Mohamed Mughal, author of Resolution 786, spoke before a congregation of Unitarian Universalists in Fallston, Maryland on October 24, 2010.
Mohamed Mughal, author of Resolution 786, spoke before a congregation of Unitarian Universalists in Fallston, Maryland on October 24, 2010. Mughal’s talk, titled The Good Guys vs. the Bad Guys, used scripture and other literary sources to explore notions of who’s “good” and who’s “bad.” At one point, Mughal read text that described a stereotypical “bad guy,” then asked attendees to identify the person being described. Attendees identified Osama bin Laden. Mughal revealed that the text was from George Orwell’s novel, 1984, and that the passages were a description of Emmanuel Goldstein, the Enemy of the People invented by Big Brother. Other readings included passages from Kurt Vonnegut’s Slaughterhouse Five and Martin Luther’s On the Jews and Their Lies. Mughal’s readings from the Quran covered verses regarding: the virgin birth of Jesus; the fall of Adam and Eve from the Garden of Eden; Moses’ appeal to the Pharaoh to release the Children of Israel; and the story of Noah and the Great Flood.

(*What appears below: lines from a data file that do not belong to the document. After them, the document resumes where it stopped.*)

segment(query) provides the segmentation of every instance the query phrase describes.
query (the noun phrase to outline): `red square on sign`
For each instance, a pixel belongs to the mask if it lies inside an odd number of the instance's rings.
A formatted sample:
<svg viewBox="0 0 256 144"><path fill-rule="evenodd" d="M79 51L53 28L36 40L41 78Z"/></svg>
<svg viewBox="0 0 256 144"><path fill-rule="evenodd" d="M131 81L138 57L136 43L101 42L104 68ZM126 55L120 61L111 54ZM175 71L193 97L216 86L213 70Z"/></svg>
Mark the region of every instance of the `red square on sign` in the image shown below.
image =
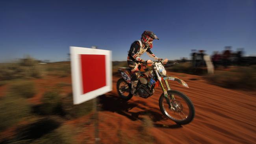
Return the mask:
<svg viewBox="0 0 256 144"><path fill-rule="evenodd" d="M83 93L106 85L105 55L81 54Z"/></svg>

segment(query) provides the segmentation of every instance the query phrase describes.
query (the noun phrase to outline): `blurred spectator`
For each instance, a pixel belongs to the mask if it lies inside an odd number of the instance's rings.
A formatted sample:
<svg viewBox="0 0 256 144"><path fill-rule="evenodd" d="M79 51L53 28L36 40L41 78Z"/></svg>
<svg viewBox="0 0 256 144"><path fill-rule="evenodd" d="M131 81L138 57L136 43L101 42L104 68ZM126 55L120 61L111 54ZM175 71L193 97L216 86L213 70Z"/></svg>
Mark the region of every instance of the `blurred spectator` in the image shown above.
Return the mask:
<svg viewBox="0 0 256 144"><path fill-rule="evenodd" d="M211 57L211 61L214 66L214 68L217 68L217 64L220 60L221 56L219 54L218 51L213 52L213 54Z"/></svg>
<svg viewBox="0 0 256 144"><path fill-rule="evenodd" d="M241 65L242 61L242 57L243 54L243 48L237 48L236 53L237 64L238 65Z"/></svg>
<svg viewBox="0 0 256 144"><path fill-rule="evenodd" d="M199 53L198 54L197 57L197 59L198 60L198 64L197 66L205 66L204 59L204 50L199 50Z"/></svg>
<svg viewBox="0 0 256 144"><path fill-rule="evenodd" d="M229 58L230 56L231 46L225 46L226 50L224 51L223 56L223 65L225 68L227 68L228 66L230 65Z"/></svg>
<svg viewBox="0 0 256 144"><path fill-rule="evenodd" d="M195 68L197 60L197 50L192 50L191 51L191 59L192 60L192 66L193 67Z"/></svg>

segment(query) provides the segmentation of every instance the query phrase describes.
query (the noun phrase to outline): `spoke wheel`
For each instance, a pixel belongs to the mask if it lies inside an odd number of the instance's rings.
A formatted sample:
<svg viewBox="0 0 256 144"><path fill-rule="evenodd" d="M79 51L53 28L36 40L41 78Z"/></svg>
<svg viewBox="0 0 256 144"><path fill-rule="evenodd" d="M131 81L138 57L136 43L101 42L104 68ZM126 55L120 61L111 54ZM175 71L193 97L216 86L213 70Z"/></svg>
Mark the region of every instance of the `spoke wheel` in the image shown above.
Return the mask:
<svg viewBox="0 0 256 144"><path fill-rule="evenodd" d="M195 116L195 108L188 97L176 90L169 90L169 100L162 94L159 99L159 107L165 116L177 124L185 124L190 122ZM174 97L172 100L171 98Z"/></svg>
<svg viewBox="0 0 256 144"><path fill-rule="evenodd" d="M119 96L126 101L129 100L132 97L132 94L130 93L130 85L122 78L120 78L117 81L117 89Z"/></svg>

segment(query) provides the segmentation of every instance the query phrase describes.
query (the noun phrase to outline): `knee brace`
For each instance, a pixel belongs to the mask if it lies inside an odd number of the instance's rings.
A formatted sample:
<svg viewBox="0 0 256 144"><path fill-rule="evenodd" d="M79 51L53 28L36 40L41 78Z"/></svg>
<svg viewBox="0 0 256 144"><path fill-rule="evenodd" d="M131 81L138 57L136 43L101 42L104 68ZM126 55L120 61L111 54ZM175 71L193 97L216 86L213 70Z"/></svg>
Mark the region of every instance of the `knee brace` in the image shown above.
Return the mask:
<svg viewBox="0 0 256 144"><path fill-rule="evenodd" d="M132 75L131 78L132 81L135 81L139 79L139 78L141 76L141 73L139 72L135 72Z"/></svg>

Albert Einstein’s Theory of Special Relativity suggests that there are no privileged frames of reference. Mughal’s discussion extrapolated this concept into a model of moral relativism that suggests that there are no intrinsically good or bad guys and that the designation is largely one of relative perspective. Mughal cited the villain-less writings of Kurt Vonnegut as an example of circumstances without bad guys.
Asked about the talk, attendee Ed Akehurst said, "I knew that Islam shared a lot of traditions and scripture with Christianity and Judaism but I didn't know just how much until I heard Mohamed's talk."